# rainwater in soapmaking



## SubLowe (May 19, 2012)

is it possible to use rainwater in soapmaking? would one have to boil the water first to get rid of any bacteria? 
or is it generally better to just use distilled water?

TIA 
Mirka


----------



## sudbubblez (May 19, 2012)

Depending on where you are, rainwater would have picked up pollution in the air.  Boiling would not remove that.


----------



## SubLowe (May 19, 2012)

sudbubblez said:
			
		

> Depending on where you are, rainwater would have picked up pollution in the air.  Boiling would not remove that.



im kind of in the middle of nowhere in NC, well not middle of nowhere but its the country surrounded by farms. we use the rainwater for our farm and we grow bioponic - Hydro+organic.  im pretty sure the water is good. the plants are happy lol.


----------



## green soap (May 19, 2012)

I used filtered, rather than distilled water for CP soap.  So I would have no problem filtering my rain water.  If I had any rain water to filter that is.


----------



## SubLowe (May 19, 2012)

green soap said:
			
		

> I used filtered, rather than distilled water for CP soap.  So I would have no problem filtering my rain water.  If I had any rain water to filter that is.



haha yea i just moved from Socal to NC in January ( missing socal  ... ) so i know what you mean haha. how would i go about filtering it?


----------



## green soap (May 19, 2012)

I have one of those brita filters.  Would't that work?  Is it really dirty?  If so, pre-filter with coffee filter?


----------



## busybee (May 20, 2012)

Why would rain water be dirty?  Surely if you put out a clean container the water collected would have to be one of the purest waters available.  I can remember my parents collecting rain water for the car radiator & battery and my mothers new steam iron because of its purity.


----------



## Bubbles Galore (May 20, 2012)

I drank un-purified rain water for years so I'd certainly make soap with it.  :wink:


----------



## SubLowe (May 20, 2012)

Bubbles Galore said:
			
		

> I drank un-purified rain water for years so I'd certainly make soap with it.  :wink:



k i think i will try making it with our rain water. maybe ill just run it through coffee filter.


----------



## fiddletree (May 20, 2012)

No, coffee filter isn't the same thing.  Water filters, like those Brita makes, can filter out a lot more than a coffee filter, which just separates out big stuff from the water, small icky stuff can still get through. 

if I remember correctly from the 25 years or so that I lived in NC, there are some problems with acid rain, and depending on where you are, there can be some significant pollution that floats over from Charlotte, Winston, and other cities.  I don't know that I would use rainwater there, personally.


----------



## SubLowe (May 20, 2012)

fiddletree said:
			
		

> No, coffee filter isn't the same thing.  Water filters, like those Brita makes, can filter out a lot more than a coffee filter, which just separates out big stuff from the water, small icky stuff can still get through.
> 
> I remember correctly from the 25 years or so that I lived in NC, there are some problems with acid rain, and depending on where you are, there can be some significant pollution that floats over from Charlotte, Winston, and other cities.  I don't know that I would use rainwater there, personally.



ive only lived here 4 months. so thanx for letting me know about acid rain. i dont know much about NC at all.  ill check the ppm and ph of our rain water. i really wanted to use rainwater, but i dont want to ruin the soap or anything. maybe ill just get distilled water then. 
thanx


----------



## Woodi (May 20, 2012)

This is a very good question!

We like to assume that rain is pure, don't we? (and I suppose long ago, not sure how long....it was!)

One way to find out how pure it is would be to take a sample (in a purified container of course) to your local government water purification place, and have them test it for you....do you have one nearby?

Because we live on a well, we need to have our water tested frequently, so there is a nearby testing place, government operated.
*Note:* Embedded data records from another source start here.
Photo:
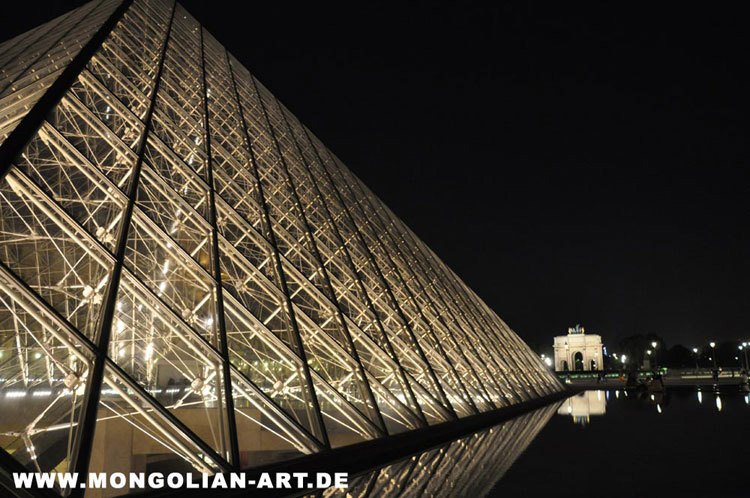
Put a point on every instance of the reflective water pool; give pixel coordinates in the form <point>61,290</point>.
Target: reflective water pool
<point>597,443</point>
<point>609,443</point>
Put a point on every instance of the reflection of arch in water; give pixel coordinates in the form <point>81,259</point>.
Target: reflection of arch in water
<point>578,360</point>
Each time I bring in a sample for testing they give me a clean bottle for next testing.

I don't do this anymore, because we have a home water-purification system consisting of two tanks of potassium salt crystals, and also a UV filter. Well-water out here is not to be trusted....is it anywhere? another good question!!!


----------



## SubLowe (May 20, 2012)

Woodi said:
			
		

> This is a very good question!
> 
> We like to assume that rain is pure, don't we? (and I suppose long ago, not sure how long....it was!)
> 
> ...



very true. after posting this it got me thinking how we are surrounded by all these non organic believeing or practicing farms and how they spray everything and im sure theres some kind of a run off which is polluting our local rain water. so maybe i will just use distilled water.  
would spring water or water bottle water work if there is no distilled water available?


----------



## VanessaP (May 20, 2012)

Most grocery stores sell gallon jugs of distilled water. Walmart carries it and I think it was 85 cents for 1 gallon, probably a little less than that. I've made about 12 pounds of soap total with this new gallon and actually threw out one measurement of water because I ended up not soaping then, and I still have about half a gallon left from that gallon. It will go a long way, especially if you're doing smaller batches.


----------



## serfmunke (May 20, 2012)

I live near Philly and use rainwater unfiltered and it is fine. I do keep it in the fridge or freezer if it is going to be a while before I use it.


----------



## sudbubblez (May 20, 2012)

Back in the day, like of our grandparents and great grandparents, rainwater would have been perfectly fine.  My grandmother used to say, when she was a kid, they would pick up snow on the ground and cover it with maple that came out of the trees and eat it.  You can't do that today because of pollution.  The pollution isn't bad enough that it would make you obviously sick the first time you drank it, but over time, those pollutants are building up in your system... it could cause a mystery sickness or do things to the body that arent so obvious.  Rainwater for soapmaking, fine.. but I wouldn't be drinking it.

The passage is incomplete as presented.